Quote:
Originally Posted by thambu19
@ arghx7 @ solidONE @ steve99 @ Kodename47 @ ztan
My concern is if the fuel trims go up or down too much say more than 10% it will take the estimated load along with it. Estimated load = Originally assumed load through MAF signal +- corrections from fuel trim. This means the cam and spark lookup will move around unnecessarily?
I dont know how exactly it works on the FA20 so this is just my assumption. This is assuming that most OEMs trust their fuel modeling more than air flow modeling. So when fuel trim moves the load estimation moves as well.
|
You're giving Subaru too much credit. It's not that smart, or at least, not that anyone has proven. Unless someone here wants to link to somewhere showing the load estimation being related to fuel trims. It certainly never did that on the EJ engines.
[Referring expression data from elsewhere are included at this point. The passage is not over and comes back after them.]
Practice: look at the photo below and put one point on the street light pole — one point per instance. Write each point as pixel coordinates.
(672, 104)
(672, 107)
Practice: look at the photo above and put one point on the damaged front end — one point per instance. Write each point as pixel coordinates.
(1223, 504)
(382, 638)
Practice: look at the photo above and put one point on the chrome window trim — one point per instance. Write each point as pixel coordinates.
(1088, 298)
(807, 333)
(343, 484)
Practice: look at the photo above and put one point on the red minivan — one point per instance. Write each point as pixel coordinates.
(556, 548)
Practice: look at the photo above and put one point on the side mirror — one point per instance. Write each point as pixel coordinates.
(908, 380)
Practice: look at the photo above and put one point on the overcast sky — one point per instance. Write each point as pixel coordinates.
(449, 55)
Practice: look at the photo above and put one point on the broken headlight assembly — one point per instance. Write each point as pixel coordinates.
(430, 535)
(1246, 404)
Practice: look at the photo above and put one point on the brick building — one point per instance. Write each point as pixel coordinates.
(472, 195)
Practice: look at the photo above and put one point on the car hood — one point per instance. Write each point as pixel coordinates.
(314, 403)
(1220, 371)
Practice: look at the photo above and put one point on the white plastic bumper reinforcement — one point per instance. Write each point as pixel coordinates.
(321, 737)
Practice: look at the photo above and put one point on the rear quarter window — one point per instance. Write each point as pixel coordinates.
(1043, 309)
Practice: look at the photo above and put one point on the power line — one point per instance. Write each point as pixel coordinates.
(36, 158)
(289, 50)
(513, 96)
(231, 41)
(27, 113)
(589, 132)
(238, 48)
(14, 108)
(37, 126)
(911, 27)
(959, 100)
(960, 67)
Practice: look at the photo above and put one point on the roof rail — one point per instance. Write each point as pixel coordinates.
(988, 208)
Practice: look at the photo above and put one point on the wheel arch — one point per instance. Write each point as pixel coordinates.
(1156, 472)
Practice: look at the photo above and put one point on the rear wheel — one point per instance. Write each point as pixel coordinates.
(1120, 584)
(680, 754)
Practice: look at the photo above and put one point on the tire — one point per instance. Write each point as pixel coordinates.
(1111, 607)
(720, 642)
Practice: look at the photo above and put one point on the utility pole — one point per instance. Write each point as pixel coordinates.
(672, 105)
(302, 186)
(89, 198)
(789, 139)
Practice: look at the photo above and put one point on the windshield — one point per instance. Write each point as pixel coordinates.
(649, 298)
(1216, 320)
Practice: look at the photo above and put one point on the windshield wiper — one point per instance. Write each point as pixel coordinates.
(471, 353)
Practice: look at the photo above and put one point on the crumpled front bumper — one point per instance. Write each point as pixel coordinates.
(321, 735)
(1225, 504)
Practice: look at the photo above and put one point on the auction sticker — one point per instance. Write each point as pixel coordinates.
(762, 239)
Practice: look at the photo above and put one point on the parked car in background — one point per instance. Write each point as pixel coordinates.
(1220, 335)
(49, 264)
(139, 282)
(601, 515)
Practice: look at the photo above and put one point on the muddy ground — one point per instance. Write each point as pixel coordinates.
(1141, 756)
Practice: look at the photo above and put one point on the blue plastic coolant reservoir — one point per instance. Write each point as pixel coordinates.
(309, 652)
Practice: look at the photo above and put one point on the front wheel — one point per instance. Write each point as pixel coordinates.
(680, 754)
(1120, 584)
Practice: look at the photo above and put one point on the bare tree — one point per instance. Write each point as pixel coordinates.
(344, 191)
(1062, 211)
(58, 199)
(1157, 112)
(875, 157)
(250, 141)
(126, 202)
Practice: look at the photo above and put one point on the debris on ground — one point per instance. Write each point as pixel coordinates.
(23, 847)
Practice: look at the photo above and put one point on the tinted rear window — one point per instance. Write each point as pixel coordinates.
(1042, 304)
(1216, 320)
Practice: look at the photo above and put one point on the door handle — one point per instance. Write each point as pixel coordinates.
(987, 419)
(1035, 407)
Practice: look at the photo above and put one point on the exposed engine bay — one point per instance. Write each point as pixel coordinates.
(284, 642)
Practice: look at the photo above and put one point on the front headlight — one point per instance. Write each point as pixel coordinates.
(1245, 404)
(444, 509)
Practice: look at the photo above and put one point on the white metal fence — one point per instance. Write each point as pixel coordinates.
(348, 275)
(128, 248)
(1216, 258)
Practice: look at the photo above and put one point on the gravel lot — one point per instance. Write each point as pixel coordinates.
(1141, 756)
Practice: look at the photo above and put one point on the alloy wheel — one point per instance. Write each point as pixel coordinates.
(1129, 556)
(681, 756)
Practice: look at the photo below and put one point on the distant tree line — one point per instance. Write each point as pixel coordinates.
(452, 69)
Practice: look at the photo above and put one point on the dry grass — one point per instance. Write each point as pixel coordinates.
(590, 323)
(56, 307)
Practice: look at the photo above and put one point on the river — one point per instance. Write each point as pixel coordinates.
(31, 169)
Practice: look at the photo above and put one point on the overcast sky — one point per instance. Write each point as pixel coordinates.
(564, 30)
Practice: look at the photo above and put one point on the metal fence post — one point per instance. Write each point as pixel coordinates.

The code is really not that sophisticated. There's no combustion model based spark control either--or if there is, it doesn't matter enough that anyone has bothered trying to understand it. Have you seen the cooled EGR spark controls on the FA20DIT? It's just a dumb look up compensation table, or at least the one that has been found so far seems that way. No residual gas model aspect to it.
Quote:
|
My other concern is how is MAF scaling going to fix this? For example say if by going 100%PFI at low loads causes the LFTF there to go 10% +ve causing a load estimation to go up 10%. The MAF there would be moved up 10% at the same Voltage to bring the LTFT to 0% but we still have the same problem because now the MAF readings are higher (artificially) causing a higher load estimation and hence spark/cam lookup = bad combustion or knock depending on which direction we go in load lookup
|
MAF scaling has always been strategic tail-chasing in this context.